The purpose of this project is to determine the post-transcriptional regulation that changes the progression of oral cancer via the RNA-binding protein FXR1 and its mRNA translational control that govern cellular senescence. FXR1 was considered as a critical regulator of gene expression in most of the eukaryotic cells by controlling mRNA stability and translation. Thus, the main goal of this project is to understand the molecular mechanisms of FXR1-mediated mRNA translation and their implications in oral squamous cell carcinoma (OSCC) cellular senescence. Cellular senescence is an important mechanism for preventing the proliferation of potential cancer cells. Hence, underpinning the mechanistic aspects of cellular machinery by dissection the protein expression profiles provides novel biomarkers and/or therapeutic targets. Our laboratory has extensive experience in studying RNA-binding proteins and high throughput analysis of protein expression by pulsed-stable isotope labeling with amino acids in cell culture (pSILAC). We have developed a genome- wide shRNA screen of RBPs to test the cellular senescence in oral cancer cells. By studying oral cancer cells for cellular senescence, we have discovered FXR1 is overexpressed and depletion of FXR1 induces cellular senescence. Interestingly, FXR1 is a major player to control the expression of protein at the translational level that could mediate cellular senescence. Hence, we plan to systematically study the phenotypic changes of cellular senescence in oral cancer cells by understanding the expression of proteins that are controlled by FXR1. Thus, our central hypothesis is to understand how overexpression of FXR1 in oral cancer cells alter the protein expression by modulating RNA processing machinery to control cellular senescence. We propose the following specific aims to test this hypothesis: 1) to determine the critical role of FXR1 in bypassing OSCC senescence. We will test if the gain- and loss-of-function of FXR1 affects senescence in OSCC cells through various cell biological senescence assays, 2) to determine the consequence of FXR1 dysregulation on the cellular proteome. The protein targets of FXR1 will be identified using pulsed-Stable Isotope Labeling of Cells in cultured OSCC cells with click-chemistry Bioorthogonal Noncanonical Amino Acid Tagging (pSILAC- BONCAT) and Mass Spectrometry.

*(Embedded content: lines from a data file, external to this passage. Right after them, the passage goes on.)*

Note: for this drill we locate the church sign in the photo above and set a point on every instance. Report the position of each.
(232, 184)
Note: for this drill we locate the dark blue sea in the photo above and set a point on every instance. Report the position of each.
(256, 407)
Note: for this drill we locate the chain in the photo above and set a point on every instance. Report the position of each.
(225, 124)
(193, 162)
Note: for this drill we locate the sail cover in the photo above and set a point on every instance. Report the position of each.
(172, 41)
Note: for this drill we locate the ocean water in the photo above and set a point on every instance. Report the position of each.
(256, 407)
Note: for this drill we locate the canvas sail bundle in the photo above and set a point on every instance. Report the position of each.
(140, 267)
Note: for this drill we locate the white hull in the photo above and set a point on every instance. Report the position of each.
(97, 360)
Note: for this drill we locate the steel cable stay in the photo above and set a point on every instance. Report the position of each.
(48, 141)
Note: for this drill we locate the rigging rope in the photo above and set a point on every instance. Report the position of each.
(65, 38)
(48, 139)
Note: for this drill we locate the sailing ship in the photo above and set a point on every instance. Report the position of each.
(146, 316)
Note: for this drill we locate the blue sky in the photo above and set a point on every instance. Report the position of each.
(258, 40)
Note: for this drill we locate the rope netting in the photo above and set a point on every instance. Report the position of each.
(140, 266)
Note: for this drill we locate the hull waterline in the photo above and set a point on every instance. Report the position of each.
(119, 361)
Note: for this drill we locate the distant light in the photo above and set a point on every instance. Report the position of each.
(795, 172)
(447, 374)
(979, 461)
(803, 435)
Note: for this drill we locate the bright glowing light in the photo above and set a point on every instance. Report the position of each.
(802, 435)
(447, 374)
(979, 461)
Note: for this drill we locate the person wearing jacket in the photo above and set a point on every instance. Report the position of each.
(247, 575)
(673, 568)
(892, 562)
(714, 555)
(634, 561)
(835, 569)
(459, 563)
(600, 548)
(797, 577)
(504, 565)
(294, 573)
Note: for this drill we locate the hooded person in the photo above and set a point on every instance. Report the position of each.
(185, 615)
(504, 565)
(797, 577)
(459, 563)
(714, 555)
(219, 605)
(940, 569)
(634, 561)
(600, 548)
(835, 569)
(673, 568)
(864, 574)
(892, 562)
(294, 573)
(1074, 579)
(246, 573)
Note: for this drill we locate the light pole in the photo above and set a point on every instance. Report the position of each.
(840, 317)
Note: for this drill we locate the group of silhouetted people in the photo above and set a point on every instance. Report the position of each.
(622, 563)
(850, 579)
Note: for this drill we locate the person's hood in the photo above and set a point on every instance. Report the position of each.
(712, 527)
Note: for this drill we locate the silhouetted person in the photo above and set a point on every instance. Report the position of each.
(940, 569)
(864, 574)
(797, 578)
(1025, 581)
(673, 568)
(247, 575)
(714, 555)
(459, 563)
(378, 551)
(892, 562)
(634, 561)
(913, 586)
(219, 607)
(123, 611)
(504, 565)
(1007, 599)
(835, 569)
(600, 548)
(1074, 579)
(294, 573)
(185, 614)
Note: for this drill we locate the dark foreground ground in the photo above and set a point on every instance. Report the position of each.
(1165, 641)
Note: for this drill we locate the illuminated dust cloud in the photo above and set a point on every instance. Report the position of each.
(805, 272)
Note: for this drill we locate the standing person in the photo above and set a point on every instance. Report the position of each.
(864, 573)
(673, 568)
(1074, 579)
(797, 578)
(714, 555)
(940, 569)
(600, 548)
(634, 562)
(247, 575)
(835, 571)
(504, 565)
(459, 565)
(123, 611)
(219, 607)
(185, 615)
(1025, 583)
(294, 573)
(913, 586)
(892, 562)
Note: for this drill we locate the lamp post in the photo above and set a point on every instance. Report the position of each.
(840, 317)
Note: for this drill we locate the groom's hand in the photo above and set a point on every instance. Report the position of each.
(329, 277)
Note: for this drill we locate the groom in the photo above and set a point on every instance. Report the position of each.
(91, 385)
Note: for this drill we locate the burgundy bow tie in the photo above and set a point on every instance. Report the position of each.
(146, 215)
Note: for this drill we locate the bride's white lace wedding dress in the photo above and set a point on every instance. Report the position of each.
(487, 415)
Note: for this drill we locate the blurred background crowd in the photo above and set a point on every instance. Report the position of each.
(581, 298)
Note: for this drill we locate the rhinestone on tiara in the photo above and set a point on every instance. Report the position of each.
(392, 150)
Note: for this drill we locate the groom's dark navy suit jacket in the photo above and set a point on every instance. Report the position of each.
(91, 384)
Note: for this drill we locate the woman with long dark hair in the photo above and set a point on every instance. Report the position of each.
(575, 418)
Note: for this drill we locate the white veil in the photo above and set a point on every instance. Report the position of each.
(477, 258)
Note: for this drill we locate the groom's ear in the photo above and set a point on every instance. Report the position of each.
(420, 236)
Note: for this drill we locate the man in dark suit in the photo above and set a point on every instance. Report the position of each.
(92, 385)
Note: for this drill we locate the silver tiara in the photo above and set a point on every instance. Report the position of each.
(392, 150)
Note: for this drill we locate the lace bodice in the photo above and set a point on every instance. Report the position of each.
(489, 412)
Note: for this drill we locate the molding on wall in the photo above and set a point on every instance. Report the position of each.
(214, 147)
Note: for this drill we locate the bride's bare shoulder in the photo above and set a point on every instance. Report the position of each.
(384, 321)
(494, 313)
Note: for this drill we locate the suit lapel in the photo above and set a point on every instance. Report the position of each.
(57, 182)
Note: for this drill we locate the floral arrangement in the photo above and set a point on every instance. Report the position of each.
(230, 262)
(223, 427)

该项目的目的是确定改变转录后调控 通过RNA结合蛋白FXR1及其控制的mRNA翻译控制口腔癌的进展 细胞衰老。 FXR1被认为是大多数真核生物中基因表达的关键调节因子 细胞通过控制 mRNA 稳定性和翻译。因此，该项目的主要目标是了解 FXR1介导的mRNA翻译的分子机制及其对口腔鳞状细胞的影响 癌（OSCC）细胞衰老。细胞衰老是预防衰老的重要机制 潜在癌细胞的增殖。因此，通过以下方式支撑细胞机器的机械方面： 剖析蛋白质表达谱提供了新的生物标志物和/或治疗靶点。我们的实验室 在研究RNA结合蛋白和蛋白表达的高通量分析方面拥有丰富的经验 通过在细胞培养物中用脉冲稳定同位素标记氨基酸 (pSILAC)。我们开发了一个基因组—— RBP 的广泛 shRNA 筛选以测试口腔癌细胞的细胞衰老。通过研究口腔癌细胞 对于细胞衰老，我们发现 FXR1 过度表达，并且 FXR1 的耗竭会诱导细胞衰老 衰老。有趣的是，FXR1 是翻译水平上控制蛋白质表达的主要参与者 可以介导细胞衰老。因此，我们计划系统地研究表型变化 通过了解受控制的蛋白质的表达来研究口腔癌细胞的细胞衰老 FXR1。因此，我们的中心假设是了解口腔癌细胞中 FXR1 的过度表达如何改变 通过调节RNA加工机制来控制细胞衰老的蛋白质表达。我们建议 以下具体目的是检验这一假设：1) 确定 FXR1 在绕过 OSCC 中的关键作用 衰老。我们将通过以下方式测试 FXR1 功能的获得和丧失是否会影响 OSCC 细胞的衰老： 各种细胞生物衰老测定，2) 确定 FXR1 失调对细胞的影响 细胞蛋白质组。 FXR1 的蛋白质靶标将使用细胞脉冲稳定同位素标记来识别 在培养的 OSCC 细胞中使用点击化学生物正交非规范氨基酸标签 (pSILAC- BONCAT）和质谱分析。